Not that Forrest Gump is a bad film. And certainly, neither is The Curious Case of Benjamin Button. But I am unsure if the movie is great, or merely good. It’s strangely affecting, and has a real poignancy in that old-fashioned Hollywood way.
And the craft is flawless: the aging effects, the period detail, the acting. The film is neither successful as an adaptation of the F. Scott Fitzgerald’s short story it is (very) loosely based upon, nor as an examination of its intriguing premise, but it doesn’t try to be those things, either. In New Orleans, on the eve of the First World War, a wealthy businessman’s wife dies in childbirth; the child is a grotesque infant whom the father soon abandons at the doorsteps of a retirement home.
Taken in by Queenie (Taraji P. Henson), a caregiver at the home, the baby is diagnosed with a variety of maladies that affect the elderly and given little time to live. But live he does, and it soon becomes apparent he’s living in reverse, as he quickly transforms into an 80-something-year-old man. He grows up in the retirement home, watches those around him perish, meets a young girl named Daisy and the two share some kind of connection.
When he gets old enough, Benjamin (played by Brad Pitt, a variety of other actors, prosthetics, and CGI effects) sets out to live his life as normally as possible. While he’s initially much younger than he looks, soon he’s close enough to share his life with Daisy (now played by Cate Blanchett) before becoming much older than he looks. But the film isn’t really about Benjamin; like Gump, it’s more about the events that occur around him and the interesting people he meets along the way.
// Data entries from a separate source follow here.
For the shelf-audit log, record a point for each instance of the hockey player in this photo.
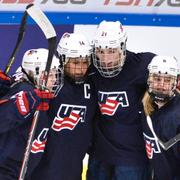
(161, 103)
(16, 114)
(120, 83)
(71, 112)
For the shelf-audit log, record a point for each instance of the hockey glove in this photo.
(28, 102)
(5, 83)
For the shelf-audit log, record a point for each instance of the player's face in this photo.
(162, 83)
(108, 58)
(52, 79)
(76, 68)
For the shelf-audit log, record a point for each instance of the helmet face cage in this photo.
(76, 68)
(161, 86)
(75, 52)
(109, 48)
(110, 61)
(162, 80)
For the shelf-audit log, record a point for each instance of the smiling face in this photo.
(76, 68)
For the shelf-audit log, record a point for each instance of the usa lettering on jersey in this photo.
(68, 116)
(152, 146)
(110, 101)
(39, 144)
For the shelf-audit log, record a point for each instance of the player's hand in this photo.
(5, 82)
(30, 101)
(45, 97)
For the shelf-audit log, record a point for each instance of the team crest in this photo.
(39, 144)
(152, 146)
(110, 101)
(68, 117)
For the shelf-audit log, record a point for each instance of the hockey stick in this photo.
(164, 145)
(39, 17)
(18, 42)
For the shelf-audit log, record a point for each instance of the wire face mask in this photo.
(162, 80)
(109, 62)
(161, 86)
(76, 69)
(109, 48)
(75, 54)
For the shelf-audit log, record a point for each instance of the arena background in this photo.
(152, 25)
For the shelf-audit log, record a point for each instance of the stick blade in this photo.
(43, 22)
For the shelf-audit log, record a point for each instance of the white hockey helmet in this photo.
(110, 35)
(74, 45)
(34, 64)
(163, 67)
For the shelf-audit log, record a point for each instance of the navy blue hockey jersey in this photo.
(14, 130)
(72, 113)
(119, 138)
(166, 124)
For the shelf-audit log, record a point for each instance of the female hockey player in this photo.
(16, 113)
(120, 83)
(72, 113)
(161, 105)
And everything is narrated on Daisy’s deathbed, as her daughter (Julia Ormond) reads Benjamin’s diary to her and Hurricane Katrina swells up around them, in scenes that add little to the story and make this 166-minute film feel even longer.
Late in the film we see a montage of the old (young) Benjamin travelling the world, living and working in various countries, and we can’t help but ask: how does a lifetime of memories affect the passion and vigor of this young man’s body? The movie never delves into the character of Benjamin Button, never gets inside his mind, and these and other questions are left unanswered.
What does the young (old) Ben think when he meets Daisy? In the film’s most touching scene, when an age Daisy cradles an infant Benjamin, she notes “he looked at me, and he knew who I was.” But what did he think of that? The film ends with a heartfelt message on the nature of identity (“Some people are…”), but who was Benjamin Button? He’s a cipher in his own movie.
The main theme of Benjamin Button seems to be the imminence of death and living life to the fullest. In an early scene, Ben asks an elderly woman “what would you say if I told you I was growing younger as I aged?” She replies, “Well, I’d feel sorry for you, because you’d have to see all your friends die.” That’s all well and good, but what exactly does it have to do with reverse aging? Don’t we all grow old and see our friends and loved ones die anyway?
While part of me wants to respect the movie that screenwriter Roth has attempted to make, I also have a sense that he doesn’t quite care for or understand its central conceit. CGI and makeup effects, which mostly involve aging Pitt or pasting his face onto other bodies, are technically flawless but frequently call attention to themselves; I often found myself wondering what was used (or if anything was used) to make the actor look so good.
Acting is outstanding all around, and colorful supporting performances – though no one sticks around long enough to really make an impression – frequently keep the long film watchable. Pitt, however, has been overpraised as the blank slate Ben Button, though he certainly deserves credit for his physical commitment to the role.
Fincher is one of the best directors working in Hollywood; he’s made two films in the last fifteen years that are already considered classics (Seven and Fight Club), and that doesn’t even include his best, 2007’s Zodiac, which will get its recognition soon enough.
He never quite shines in Benjamin Button, though his direction is perfectly workmanlike; there are no remarkable sequences like the Zodiac‘s overhead taxicab shot or the time-lapse Transamerica construction (among many others), outside of a brief chaos theory rundown leading up to a car accident, which has only a strained connection to the rest of the film.